Howdeshell, K.L.*; Ruhlen, R.L.; Welshons, W.V.; vom Saal, F.S.: Serum regulation of estrogenic endocrine-disrupting chemicals during mouse neonatal development

Certain chemicals used in plastics and other products are capable of disrupting development by mimicking the action of the sex hormone estradiol, and thus are referred to as estrogenic endocrine disrupting chemicals (EEDCs). While traditional risk assessment for EEDCs has focused on high dose effects, low-dose in utero exposure to EEDCs can alter postnatal reproductive function and physiology. In adult human serum, EEDCs exhibit lower affinity than endogenous estradiol (E2) for serum binding proteins, which are responsible for maintaining the free (bioactive) level of E2 in blood; this reduced affinity translates into increased availability of EEDCs to bind to the estrogen receptor.

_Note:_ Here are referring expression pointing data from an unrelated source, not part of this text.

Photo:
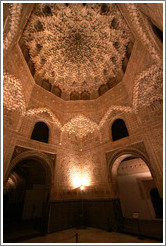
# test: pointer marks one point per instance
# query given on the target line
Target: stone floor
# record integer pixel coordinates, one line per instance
(88, 235)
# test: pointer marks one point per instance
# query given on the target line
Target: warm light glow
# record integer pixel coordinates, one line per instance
(79, 179)
(81, 187)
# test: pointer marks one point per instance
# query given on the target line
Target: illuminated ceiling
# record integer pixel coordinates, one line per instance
(77, 48)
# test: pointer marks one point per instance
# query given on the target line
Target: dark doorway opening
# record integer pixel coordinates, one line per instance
(119, 130)
(157, 202)
(40, 132)
(25, 198)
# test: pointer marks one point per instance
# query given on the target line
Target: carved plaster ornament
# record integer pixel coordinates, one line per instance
(77, 47)
(13, 97)
(14, 20)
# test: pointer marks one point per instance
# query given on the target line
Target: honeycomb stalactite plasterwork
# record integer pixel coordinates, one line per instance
(14, 17)
(143, 31)
(75, 47)
(13, 97)
(147, 89)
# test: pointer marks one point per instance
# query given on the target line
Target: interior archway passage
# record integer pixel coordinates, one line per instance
(25, 197)
(40, 132)
(119, 130)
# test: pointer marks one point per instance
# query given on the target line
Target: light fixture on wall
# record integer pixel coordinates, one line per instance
(82, 187)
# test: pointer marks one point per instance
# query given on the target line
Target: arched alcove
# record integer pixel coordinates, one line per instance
(157, 202)
(132, 181)
(26, 193)
(119, 129)
(40, 132)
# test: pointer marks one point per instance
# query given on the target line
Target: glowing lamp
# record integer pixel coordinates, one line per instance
(81, 187)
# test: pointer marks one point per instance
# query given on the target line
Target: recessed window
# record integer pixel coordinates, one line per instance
(40, 132)
(119, 130)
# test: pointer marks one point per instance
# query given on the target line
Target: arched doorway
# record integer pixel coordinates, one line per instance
(132, 181)
(25, 196)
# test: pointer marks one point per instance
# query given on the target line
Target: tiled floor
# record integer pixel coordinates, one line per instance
(88, 235)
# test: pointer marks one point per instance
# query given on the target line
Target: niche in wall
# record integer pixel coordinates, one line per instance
(40, 132)
(119, 130)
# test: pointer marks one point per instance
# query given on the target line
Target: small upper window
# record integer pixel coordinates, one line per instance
(40, 132)
(119, 130)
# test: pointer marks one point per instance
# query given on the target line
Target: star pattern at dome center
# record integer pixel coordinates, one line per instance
(77, 47)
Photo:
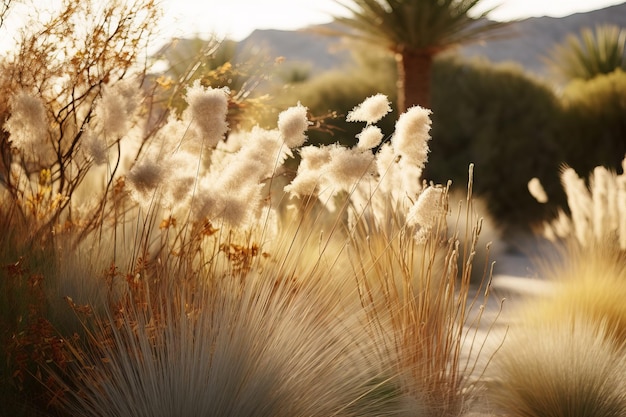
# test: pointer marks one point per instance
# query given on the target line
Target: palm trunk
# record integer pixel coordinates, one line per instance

We hypothesized that EEDCs will also exhibit low affinity for serum regulatory proteins during development, thus resulting in a higher bioactive fraction of EEDCs and result in different levels of estrogen-responsiveness dependent on dose. Neonatal mice were exposed to a range of doses of E2 and the EEDC diethylstilbestrol (DES) by capsule implant on postnatal day 1-5. The actual dose released from the capsules was characterized using tritium-labeled labeled E2 and DES. Neonatal response varied as a function of dose; uterine weight was significantly heavier (P<0.001) than controls with low dose DES exposure (0.32 ng/24 hr), while a higher dose of DES (239.17 ng/24 hr) depressed the response relative to the low DES dose. Similar results were found with 10-fold higher E2 exposure; uterine weight was increased (P<0.001) above controls at low dose of 4.68 ng/24 hr. Ongoing research will be presented regarding the bioactive versus total dose of DES and E2 delivered to serum and their affinity for serum binding proteins as well as data from similar investigations with the EEDC, bisphenol A.